In this new book, step by step, phrase by phrase, Dr. Albert Mohler explains what the words in The Lord’s Prayer mean and how we are to pray them.
This week we look at Chapter 3: Hallowing the Father’s Name
- Every word we utter in prayer, every idea and concept that we form as we pray, and every emotion that flows out of our heart is a reflection of what we believe about God and about the gospel of Christ.
- As we approach Jesus’ teachings on prayer, we should ask ourselves: How do Jesus’ words correct any bad prayer habits I have developed? How is Jesus challenging my prayer life and inviting me to enter into a more God-glorifying pattern of prayer?
- Jesus is making a tremendously powerful theological point by beginning his prayer with the word “our”. Jesus is reminding us that when we enter into a relationship with God, we enter into a relationship with his people.
- Do you notice what is stunningly absent? There is no first-person singular pronoun in the entire prayer!

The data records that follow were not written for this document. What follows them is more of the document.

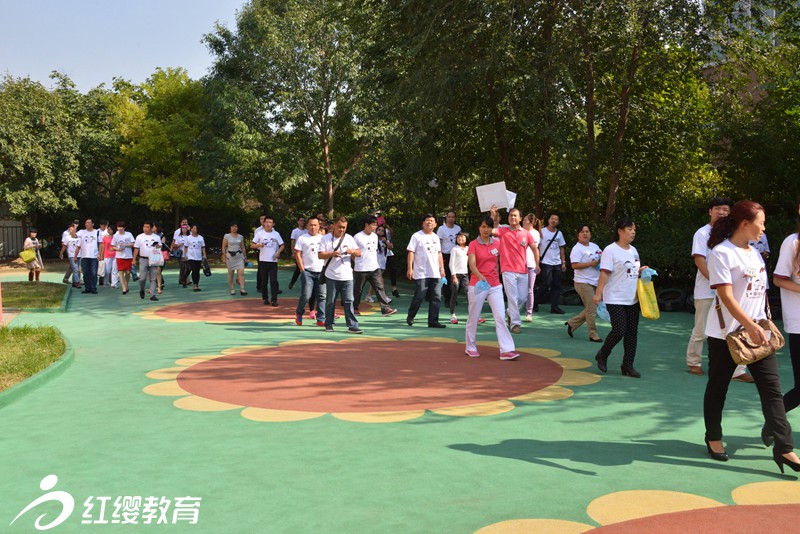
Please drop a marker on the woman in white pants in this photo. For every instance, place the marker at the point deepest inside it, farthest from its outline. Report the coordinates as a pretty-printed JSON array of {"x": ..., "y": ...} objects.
[{"x": 482, "y": 257}]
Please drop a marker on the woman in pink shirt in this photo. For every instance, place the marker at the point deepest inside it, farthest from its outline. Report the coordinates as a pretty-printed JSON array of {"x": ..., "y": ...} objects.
[{"x": 484, "y": 284}]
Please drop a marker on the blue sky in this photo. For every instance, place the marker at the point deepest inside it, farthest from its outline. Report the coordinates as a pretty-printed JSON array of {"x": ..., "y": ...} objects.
[{"x": 93, "y": 41}]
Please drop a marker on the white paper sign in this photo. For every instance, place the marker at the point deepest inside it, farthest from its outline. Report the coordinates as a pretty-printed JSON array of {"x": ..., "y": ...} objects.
[
  {"x": 512, "y": 199},
  {"x": 492, "y": 194}
]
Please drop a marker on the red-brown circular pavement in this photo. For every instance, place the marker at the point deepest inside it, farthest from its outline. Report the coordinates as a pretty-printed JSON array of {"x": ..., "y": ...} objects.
[
  {"x": 238, "y": 310},
  {"x": 721, "y": 520},
  {"x": 370, "y": 376}
]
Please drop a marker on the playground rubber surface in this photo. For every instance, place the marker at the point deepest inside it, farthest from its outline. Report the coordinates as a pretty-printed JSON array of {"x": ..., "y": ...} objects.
[{"x": 280, "y": 428}]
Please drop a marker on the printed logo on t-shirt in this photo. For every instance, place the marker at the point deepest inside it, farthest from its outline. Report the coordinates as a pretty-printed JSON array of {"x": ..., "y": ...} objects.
[{"x": 756, "y": 284}]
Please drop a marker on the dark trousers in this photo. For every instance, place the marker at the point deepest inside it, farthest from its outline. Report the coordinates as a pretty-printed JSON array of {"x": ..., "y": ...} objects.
[
  {"x": 549, "y": 285},
  {"x": 432, "y": 288},
  {"x": 765, "y": 375},
  {"x": 195, "y": 266},
  {"x": 391, "y": 266},
  {"x": 89, "y": 269},
  {"x": 448, "y": 275},
  {"x": 375, "y": 279},
  {"x": 461, "y": 285},
  {"x": 269, "y": 280},
  {"x": 624, "y": 325},
  {"x": 792, "y": 398}
]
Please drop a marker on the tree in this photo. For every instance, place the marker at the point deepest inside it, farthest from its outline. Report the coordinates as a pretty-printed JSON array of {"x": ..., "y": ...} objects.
[{"x": 38, "y": 149}]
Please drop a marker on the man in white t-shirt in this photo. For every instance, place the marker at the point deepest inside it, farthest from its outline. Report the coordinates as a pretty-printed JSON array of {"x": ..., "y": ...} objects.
[
  {"x": 90, "y": 252},
  {"x": 306, "y": 254},
  {"x": 426, "y": 268},
  {"x": 147, "y": 244},
  {"x": 367, "y": 268},
  {"x": 269, "y": 244},
  {"x": 447, "y": 236},
  {"x": 718, "y": 208},
  {"x": 553, "y": 262},
  {"x": 337, "y": 250},
  {"x": 297, "y": 232}
]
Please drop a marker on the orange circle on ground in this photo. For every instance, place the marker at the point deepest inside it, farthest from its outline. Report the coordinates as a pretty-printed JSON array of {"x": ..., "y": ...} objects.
[
  {"x": 369, "y": 376},
  {"x": 761, "y": 518},
  {"x": 238, "y": 311}
]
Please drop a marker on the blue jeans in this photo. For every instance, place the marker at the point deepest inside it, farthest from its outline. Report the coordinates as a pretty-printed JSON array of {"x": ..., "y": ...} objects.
[
  {"x": 89, "y": 268},
  {"x": 433, "y": 288},
  {"x": 334, "y": 288},
  {"x": 309, "y": 286}
]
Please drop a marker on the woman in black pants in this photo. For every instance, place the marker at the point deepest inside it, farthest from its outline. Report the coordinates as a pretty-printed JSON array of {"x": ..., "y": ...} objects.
[
  {"x": 619, "y": 273},
  {"x": 737, "y": 272}
]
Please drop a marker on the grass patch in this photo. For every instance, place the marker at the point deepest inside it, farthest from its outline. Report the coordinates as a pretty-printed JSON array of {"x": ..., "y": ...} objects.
[
  {"x": 26, "y": 350},
  {"x": 33, "y": 295}
]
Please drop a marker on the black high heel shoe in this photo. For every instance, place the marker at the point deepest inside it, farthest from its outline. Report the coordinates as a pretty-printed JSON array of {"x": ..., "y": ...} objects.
[
  {"x": 767, "y": 437},
  {"x": 630, "y": 371},
  {"x": 720, "y": 456},
  {"x": 781, "y": 460},
  {"x": 601, "y": 363}
]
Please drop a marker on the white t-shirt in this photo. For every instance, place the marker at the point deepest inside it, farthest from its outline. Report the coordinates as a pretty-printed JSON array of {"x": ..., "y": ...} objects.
[
  {"x": 582, "y": 254},
  {"x": 194, "y": 247},
  {"x": 308, "y": 245},
  {"x": 339, "y": 268},
  {"x": 553, "y": 256},
  {"x": 623, "y": 266},
  {"x": 147, "y": 245},
  {"x": 448, "y": 237},
  {"x": 786, "y": 269},
  {"x": 744, "y": 271},
  {"x": 426, "y": 249},
  {"x": 90, "y": 241},
  {"x": 530, "y": 259},
  {"x": 702, "y": 287},
  {"x": 123, "y": 240},
  {"x": 297, "y": 232},
  {"x": 458, "y": 260},
  {"x": 368, "y": 244},
  {"x": 272, "y": 241}
]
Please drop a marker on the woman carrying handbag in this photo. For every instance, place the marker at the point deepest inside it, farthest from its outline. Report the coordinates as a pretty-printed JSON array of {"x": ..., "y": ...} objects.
[{"x": 737, "y": 273}]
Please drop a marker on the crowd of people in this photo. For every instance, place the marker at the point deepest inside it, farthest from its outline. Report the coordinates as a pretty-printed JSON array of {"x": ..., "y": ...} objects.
[{"x": 500, "y": 265}]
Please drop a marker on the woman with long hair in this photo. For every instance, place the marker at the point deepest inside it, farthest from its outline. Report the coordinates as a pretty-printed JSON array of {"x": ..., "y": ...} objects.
[
  {"x": 737, "y": 272},
  {"x": 619, "y": 273},
  {"x": 787, "y": 277}
]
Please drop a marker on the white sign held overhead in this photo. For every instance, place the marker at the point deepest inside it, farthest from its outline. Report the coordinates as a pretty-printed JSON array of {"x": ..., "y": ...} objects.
[{"x": 492, "y": 194}]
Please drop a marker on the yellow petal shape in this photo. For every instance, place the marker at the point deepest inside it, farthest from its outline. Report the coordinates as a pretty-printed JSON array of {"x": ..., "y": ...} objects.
[
  {"x": 572, "y": 363},
  {"x": 634, "y": 504},
  {"x": 168, "y": 373},
  {"x": 278, "y": 416},
  {"x": 545, "y": 353},
  {"x": 537, "y": 526},
  {"x": 476, "y": 410},
  {"x": 767, "y": 493},
  {"x": 578, "y": 378},
  {"x": 165, "y": 389},
  {"x": 379, "y": 417},
  {"x": 550, "y": 393},
  {"x": 201, "y": 404}
]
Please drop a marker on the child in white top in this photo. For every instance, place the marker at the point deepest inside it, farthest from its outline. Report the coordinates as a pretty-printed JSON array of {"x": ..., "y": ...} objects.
[{"x": 459, "y": 270}]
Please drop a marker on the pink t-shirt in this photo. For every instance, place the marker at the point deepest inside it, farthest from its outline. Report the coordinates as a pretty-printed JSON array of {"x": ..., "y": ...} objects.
[
  {"x": 513, "y": 243},
  {"x": 108, "y": 252},
  {"x": 485, "y": 260}
]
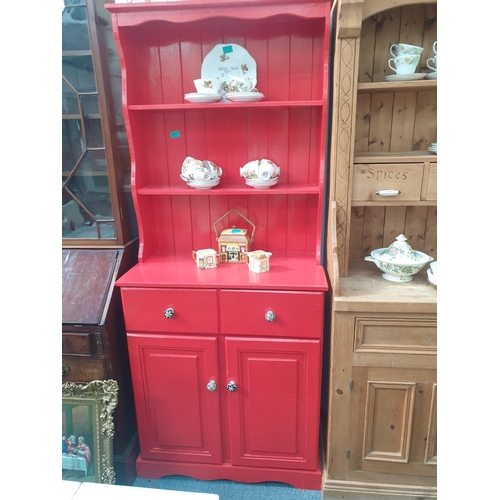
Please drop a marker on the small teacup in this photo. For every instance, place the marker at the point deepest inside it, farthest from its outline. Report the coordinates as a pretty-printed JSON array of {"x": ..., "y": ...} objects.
[
  {"x": 195, "y": 170},
  {"x": 262, "y": 170},
  {"x": 242, "y": 83},
  {"x": 404, "y": 65},
  {"x": 403, "y": 49},
  {"x": 432, "y": 63},
  {"x": 215, "y": 171},
  {"x": 268, "y": 170},
  {"x": 207, "y": 85}
]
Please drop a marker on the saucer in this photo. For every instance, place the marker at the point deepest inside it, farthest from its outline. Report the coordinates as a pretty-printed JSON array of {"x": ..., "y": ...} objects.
[
  {"x": 201, "y": 97},
  {"x": 405, "y": 78},
  {"x": 244, "y": 96},
  {"x": 203, "y": 184},
  {"x": 261, "y": 184},
  {"x": 205, "y": 181},
  {"x": 431, "y": 277}
]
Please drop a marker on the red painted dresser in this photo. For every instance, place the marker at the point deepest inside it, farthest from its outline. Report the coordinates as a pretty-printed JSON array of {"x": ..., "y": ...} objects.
[{"x": 226, "y": 363}]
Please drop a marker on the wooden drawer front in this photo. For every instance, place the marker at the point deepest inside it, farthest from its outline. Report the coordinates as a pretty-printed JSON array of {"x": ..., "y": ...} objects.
[
  {"x": 429, "y": 192},
  {"x": 297, "y": 314},
  {"x": 368, "y": 179},
  {"x": 83, "y": 370},
  {"x": 405, "y": 336},
  {"x": 194, "y": 311},
  {"x": 77, "y": 344}
]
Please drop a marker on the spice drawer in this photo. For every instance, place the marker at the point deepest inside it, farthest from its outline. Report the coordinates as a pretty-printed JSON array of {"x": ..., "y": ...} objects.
[
  {"x": 395, "y": 335},
  {"x": 390, "y": 182},
  {"x": 167, "y": 310},
  {"x": 290, "y": 314}
]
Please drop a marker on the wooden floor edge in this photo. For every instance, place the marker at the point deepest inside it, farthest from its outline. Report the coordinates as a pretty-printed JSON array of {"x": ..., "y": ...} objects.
[{"x": 333, "y": 489}]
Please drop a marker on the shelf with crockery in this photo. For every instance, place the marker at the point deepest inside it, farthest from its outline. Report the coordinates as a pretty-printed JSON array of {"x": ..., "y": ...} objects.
[
  {"x": 224, "y": 105},
  {"x": 232, "y": 189},
  {"x": 417, "y": 85}
]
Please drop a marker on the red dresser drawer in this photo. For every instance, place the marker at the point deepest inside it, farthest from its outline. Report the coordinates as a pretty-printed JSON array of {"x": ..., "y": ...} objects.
[
  {"x": 296, "y": 314},
  {"x": 194, "y": 311}
]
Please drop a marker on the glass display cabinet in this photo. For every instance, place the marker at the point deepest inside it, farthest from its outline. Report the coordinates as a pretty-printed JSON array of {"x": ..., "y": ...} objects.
[
  {"x": 99, "y": 230},
  {"x": 96, "y": 201}
]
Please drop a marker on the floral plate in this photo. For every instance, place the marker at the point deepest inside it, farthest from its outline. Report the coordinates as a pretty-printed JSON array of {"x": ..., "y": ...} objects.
[{"x": 226, "y": 60}]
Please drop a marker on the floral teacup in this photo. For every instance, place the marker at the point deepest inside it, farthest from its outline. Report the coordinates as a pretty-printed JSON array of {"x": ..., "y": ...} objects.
[
  {"x": 262, "y": 170},
  {"x": 197, "y": 170},
  {"x": 403, "y": 49}
]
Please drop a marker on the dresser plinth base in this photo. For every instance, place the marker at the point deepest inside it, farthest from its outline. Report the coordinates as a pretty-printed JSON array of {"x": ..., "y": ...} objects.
[{"x": 299, "y": 479}]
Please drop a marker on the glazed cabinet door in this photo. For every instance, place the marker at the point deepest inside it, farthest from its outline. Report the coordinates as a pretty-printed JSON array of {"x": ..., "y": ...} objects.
[
  {"x": 393, "y": 424},
  {"x": 175, "y": 380},
  {"x": 273, "y": 401}
]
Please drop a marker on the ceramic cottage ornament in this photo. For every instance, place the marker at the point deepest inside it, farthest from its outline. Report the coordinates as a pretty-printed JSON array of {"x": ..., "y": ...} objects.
[
  {"x": 258, "y": 261},
  {"x": 234, "y": 243}
]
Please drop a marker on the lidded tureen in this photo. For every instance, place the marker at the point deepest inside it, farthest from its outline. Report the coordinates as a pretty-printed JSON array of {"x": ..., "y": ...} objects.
[{"x": 399, "y": 261}]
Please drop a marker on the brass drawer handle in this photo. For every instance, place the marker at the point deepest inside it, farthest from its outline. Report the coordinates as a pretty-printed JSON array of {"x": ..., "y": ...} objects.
[{"x": 388, "y": 192}]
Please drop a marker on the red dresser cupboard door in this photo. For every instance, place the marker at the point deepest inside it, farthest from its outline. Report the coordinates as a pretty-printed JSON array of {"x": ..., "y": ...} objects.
[
  {"x": 178, "y": 416},
  {"x": 274, "y": 411}
]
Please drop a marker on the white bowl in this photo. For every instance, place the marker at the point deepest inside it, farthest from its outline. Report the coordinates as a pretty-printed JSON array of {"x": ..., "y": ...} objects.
[
  {"x": 399, "y": 262},
  {"x": 433, "y": 266},
  {"x": 398, "y": 271},
  {"x": 261, "y": 184}
]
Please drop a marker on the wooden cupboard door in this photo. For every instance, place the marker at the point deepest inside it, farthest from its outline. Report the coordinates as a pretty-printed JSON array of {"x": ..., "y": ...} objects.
[
  {"x": 393, "y": 423},
  {"x": 274, "y": 409},
  {"x": 177, "y": 405}
]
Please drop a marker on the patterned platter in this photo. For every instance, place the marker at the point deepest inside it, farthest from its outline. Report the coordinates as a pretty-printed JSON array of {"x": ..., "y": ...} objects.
[{"x": 226, "y": 60}]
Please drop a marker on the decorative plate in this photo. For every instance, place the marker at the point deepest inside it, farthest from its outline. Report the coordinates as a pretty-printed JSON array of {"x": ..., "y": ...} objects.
[
  {"x": 200, "y": 97},
  {"x": 227, "y": 59},
  {"x": 405, "y": 78}
]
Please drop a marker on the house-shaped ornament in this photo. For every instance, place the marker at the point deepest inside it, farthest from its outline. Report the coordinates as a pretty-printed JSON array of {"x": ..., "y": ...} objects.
[{"x": 234, "y": 243}]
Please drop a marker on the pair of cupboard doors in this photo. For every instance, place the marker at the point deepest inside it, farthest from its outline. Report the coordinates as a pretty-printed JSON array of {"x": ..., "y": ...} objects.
[{"x": 212, "y": 390}]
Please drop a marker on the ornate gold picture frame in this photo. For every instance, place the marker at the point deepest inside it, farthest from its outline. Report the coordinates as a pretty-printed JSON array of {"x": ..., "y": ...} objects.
[{"x": 88, "y": 430}]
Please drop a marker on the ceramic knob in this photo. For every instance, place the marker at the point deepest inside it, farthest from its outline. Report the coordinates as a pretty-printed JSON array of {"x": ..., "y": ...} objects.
[{"x": 270, "y": 316}]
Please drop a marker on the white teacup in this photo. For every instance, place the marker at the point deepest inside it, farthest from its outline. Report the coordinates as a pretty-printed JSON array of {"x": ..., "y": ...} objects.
[
  {"x": 242, "y": 83},
  {"x": 432, "y": 63},
  {"x": 262, "y": 170},
  {"x": 196, "y": 170},
  {"x": 404, "y": 65},
  {"x": 215, "y": 171},
  {"x": 207, "y": 85},
  {"x": 403, "y": 49}
]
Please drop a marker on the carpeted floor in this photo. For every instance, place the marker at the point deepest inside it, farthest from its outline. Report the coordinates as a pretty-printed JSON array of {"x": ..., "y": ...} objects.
[{"x": 230, "y": 490}]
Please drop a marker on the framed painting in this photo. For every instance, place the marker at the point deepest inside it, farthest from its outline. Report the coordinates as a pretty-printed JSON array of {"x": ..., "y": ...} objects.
[{"x": 88, "y": 430}]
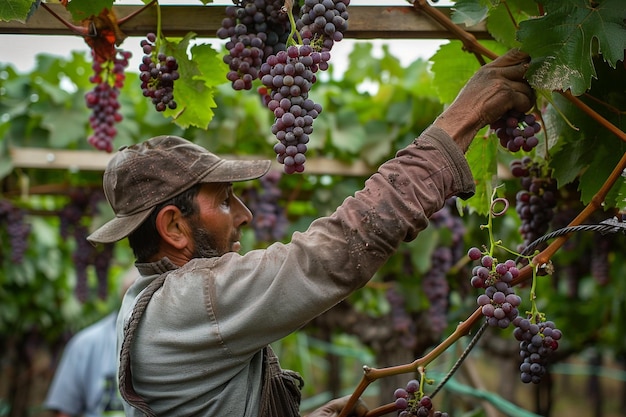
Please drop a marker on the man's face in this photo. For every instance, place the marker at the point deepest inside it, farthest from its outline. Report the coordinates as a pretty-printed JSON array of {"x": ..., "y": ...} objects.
[{"x": 216, "y": 228}]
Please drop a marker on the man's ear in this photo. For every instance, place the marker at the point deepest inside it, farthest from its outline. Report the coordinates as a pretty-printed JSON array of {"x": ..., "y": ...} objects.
[{"x": 173, "y": 227}]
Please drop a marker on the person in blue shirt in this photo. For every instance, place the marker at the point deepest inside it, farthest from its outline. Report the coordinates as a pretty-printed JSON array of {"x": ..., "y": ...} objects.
[{"x": 85, "y": 381}]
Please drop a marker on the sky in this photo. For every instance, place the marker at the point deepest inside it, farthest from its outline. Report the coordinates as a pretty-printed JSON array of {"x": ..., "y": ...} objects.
[{"x": 21, "y": 50}]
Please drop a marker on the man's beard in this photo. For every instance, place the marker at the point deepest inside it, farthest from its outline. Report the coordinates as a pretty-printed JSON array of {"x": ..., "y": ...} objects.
[{"x": 203, "y": 243}]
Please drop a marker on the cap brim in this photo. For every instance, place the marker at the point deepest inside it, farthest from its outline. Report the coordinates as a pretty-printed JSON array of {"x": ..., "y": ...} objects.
[
  {"x": 118, "y": 228},
  {"x": 228, "y": 170},
  {"x": 225, "y": 171}
]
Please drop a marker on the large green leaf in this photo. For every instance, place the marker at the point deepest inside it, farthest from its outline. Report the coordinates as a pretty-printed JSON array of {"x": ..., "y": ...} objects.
[
  {"x": 193, "y": 91},
  {"x": 563, "y": 42}
]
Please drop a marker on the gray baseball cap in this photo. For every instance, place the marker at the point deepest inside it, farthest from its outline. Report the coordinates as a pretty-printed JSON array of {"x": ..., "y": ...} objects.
[{"x": 141, "y": 176}]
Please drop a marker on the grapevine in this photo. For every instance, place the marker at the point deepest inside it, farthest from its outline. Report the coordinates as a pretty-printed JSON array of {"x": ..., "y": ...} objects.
[
  {"x": 103, "y": 99},
  {"x": 411, "y": 401},
  {"x": 255, "y": 29},
  {"x": 536, "y": 201},
  {"x": 17, "y": 231},
  {"x": 517, "y": 131},
  {"x": 265, "y": 42},
  {"x": 158, "y": 73},
  {"x": 85, "y": 203},
  {"x": 289, "y": 76},
  {"x": 270, "y": 218}
]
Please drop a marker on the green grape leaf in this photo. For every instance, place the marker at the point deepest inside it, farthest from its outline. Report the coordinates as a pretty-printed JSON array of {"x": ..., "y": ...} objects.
[
  {"x": 505, "y": 17},
  {"x": 482, "y": 159},
  {"x": 82, "y": 9},
  {"x": 563, "y": 41},
  {"x": 469, "y": 12},
  {"x": 18, "y": 10},
  {"x": 452, "y": 70},
  {"x": 192, "y": 91}
]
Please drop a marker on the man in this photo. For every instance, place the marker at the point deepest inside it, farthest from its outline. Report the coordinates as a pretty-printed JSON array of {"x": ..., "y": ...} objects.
[
  {"x": 194, "y": 329},
  {"x": 85, "y": 382}
]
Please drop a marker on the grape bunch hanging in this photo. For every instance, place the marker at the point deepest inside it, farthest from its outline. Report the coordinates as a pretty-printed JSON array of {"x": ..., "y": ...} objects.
[
  {"x": 158, "y": 72},
  {"x": 103, "y": 99},
  {"x": 410, "y": 401},
  {"x": 517, "y": 131},
  {"x": 266, "y": 43},
  {"x": 103, "y": 36}
]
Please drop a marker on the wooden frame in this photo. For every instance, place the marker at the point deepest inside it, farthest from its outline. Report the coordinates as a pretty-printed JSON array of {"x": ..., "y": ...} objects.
[{"x": 366, "y": 22}]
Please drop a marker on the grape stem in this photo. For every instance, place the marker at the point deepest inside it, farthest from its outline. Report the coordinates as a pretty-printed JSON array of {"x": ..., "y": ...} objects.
[
  {"x": 83, "y": 31},
  {"x": 528, "y": 271},
  {"x": 294, "y": 32}
]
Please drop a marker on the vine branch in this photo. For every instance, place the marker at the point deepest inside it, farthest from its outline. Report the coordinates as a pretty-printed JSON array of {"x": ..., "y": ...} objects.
[{"x": 470, "y": 44}]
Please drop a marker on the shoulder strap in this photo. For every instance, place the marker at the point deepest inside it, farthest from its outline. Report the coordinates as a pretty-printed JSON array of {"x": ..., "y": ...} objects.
[{"x": 125, "y": 376}]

- One of our greatest problems and deficiencies in prayer is that we begin with our own concerns and our own petitions without regard for our brothers and sisters.
- God is properly Father only to those who know him through the Son. Only by virtue of Jesus’ work on the cross can we truly say, “Our Father in heaven.”
- Our knowledge of God’s transcendence should shape our prayers by reminding us that prayer is a humble and reverent enterprise.
- God prescribes the vocabulary we ought to use when addressing him.
- Jesus is not merely saying that God’s name is hallowed; rather, he is asking God to make his name hallowed.
- Jesus’ first request is not that his personal needs be met, but that God’s glory and holiness be known and loved as it deserves. What a remarkably God-centered prayer.
- If we do not truly know the God to whom we speak, our prayers will remain impotent, facile, and devoid of life.
- If we come to know and love the God and Father of our Lord Jesus Christ, we will be motivated to pray and to pray as Jesus taught us.